Editor's note: this article first appeared in the latest issue of the Tremont Tribune, which is on the streets and online now.
Park Avenue Thorpe, a supportive housing building home to 20 formerly homeless families, could be shuttered this year by funding cuts. (Photos by Jeanmarie Evelly) |
The building, on East 184th Street, is run by Thorpe Family Residence, a nonprofit that provides supportive housing and services to chronically homeless families in an effort to keep them out of the city’s sprawling shelter system.
But severe funding cuts, proposed to balance the state’s ballooning budget, have put Thorpe and dozens of other programs like it at risk of closure.
“These cuts may be the beginning of the end for us,” said Executive Director Sister Mary Jane Deodati, who oversees the 20 families that call the building home.
Many of Thorpe’s residents are single mothers who have battled addiction, have physical or emotional disabilities or who have been victims of domestic violence. A caseworker helps each tenant with personal finances, with finding jobs and other day-to-day tasks.
“Many of our people are fragile and need constant support,” Deodati said. “If this program is cut, they’re going to be homeless again.”
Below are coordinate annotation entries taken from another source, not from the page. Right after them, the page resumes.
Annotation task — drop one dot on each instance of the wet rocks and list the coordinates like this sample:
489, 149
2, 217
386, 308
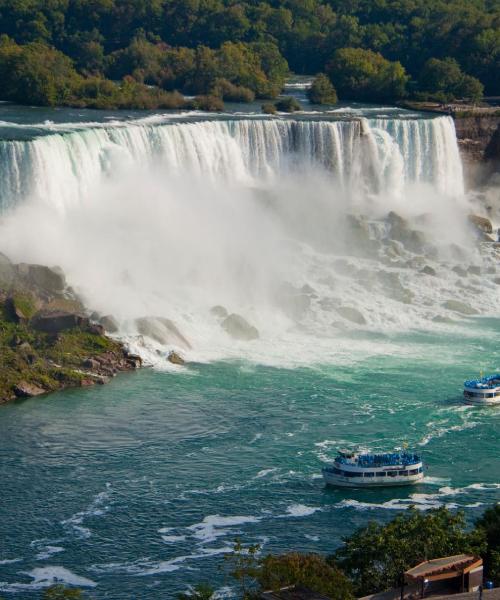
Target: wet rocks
481, 223
351, 314
25, 389
55, 321
459, 307
109, 323
239, 328
175, 359
161, 330
427, 270
460, 271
Park Avenue Thorpe relies largely on funding from the state’s Supportive Housing for Families and Young Adults, or SHFYA, a program that saw its budget cut in half last year by former Gov. David Paterson. The remaining half of funds, $2.5 million, was doled out to groups through a competitive rebidding process, which Thorpe lost out on.
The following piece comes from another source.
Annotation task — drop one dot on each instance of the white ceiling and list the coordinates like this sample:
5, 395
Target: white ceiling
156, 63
This year is looking even more desperate, as new governor Andrew Cuomo has proposed cutting all SHFYA funding in his 2011-2012 budget.
“We are very compassionate with the governor on the notion that there have to be cuts,” said Cynthia Stuart, of the advocacy group Supportive Housing Network of New York.
“But people underestimate how devastatingly expensive chronic homelessness is.”
Those expenses include healthcare costs—the homeless tend to use the emergency room as their primary source of care, racking up expensive unpaid hospital bills—and the costs of housing generations of families in the city’s shelters. Programs like Thorpe help the formerly homeless live somewhat independent lives, where they pay rent, taxes and hold down jobs, Stuart said.
“If you invest in these kinds of programs upstream, people’s lives don’t unravel, and you don’t end up with costlier expenses,” she explained.
Supportive Housing Network of New York estimates that 84 supportive housing programs in the state, which serve 4,656 family members, would be in risk of closing if SHFYA funding is not restored.
Deodati says she loses sleep worrying about the program’s dire finances, and what closing would mean for her tenants.
“It would be devastating to us,” she said. "We really believe in this mission.”
That mission, she says, is to help tenants like Shanee, who moved into Park Avenue Thorpe with her two young daughters six months ago from a homeless shelter. With the program’s help, she secured a job as a security guard, working the night shift and making enough money to pay her rent, her bills, and the babysitter.
“People here, they help me out,” she said. “It’s good to live here.”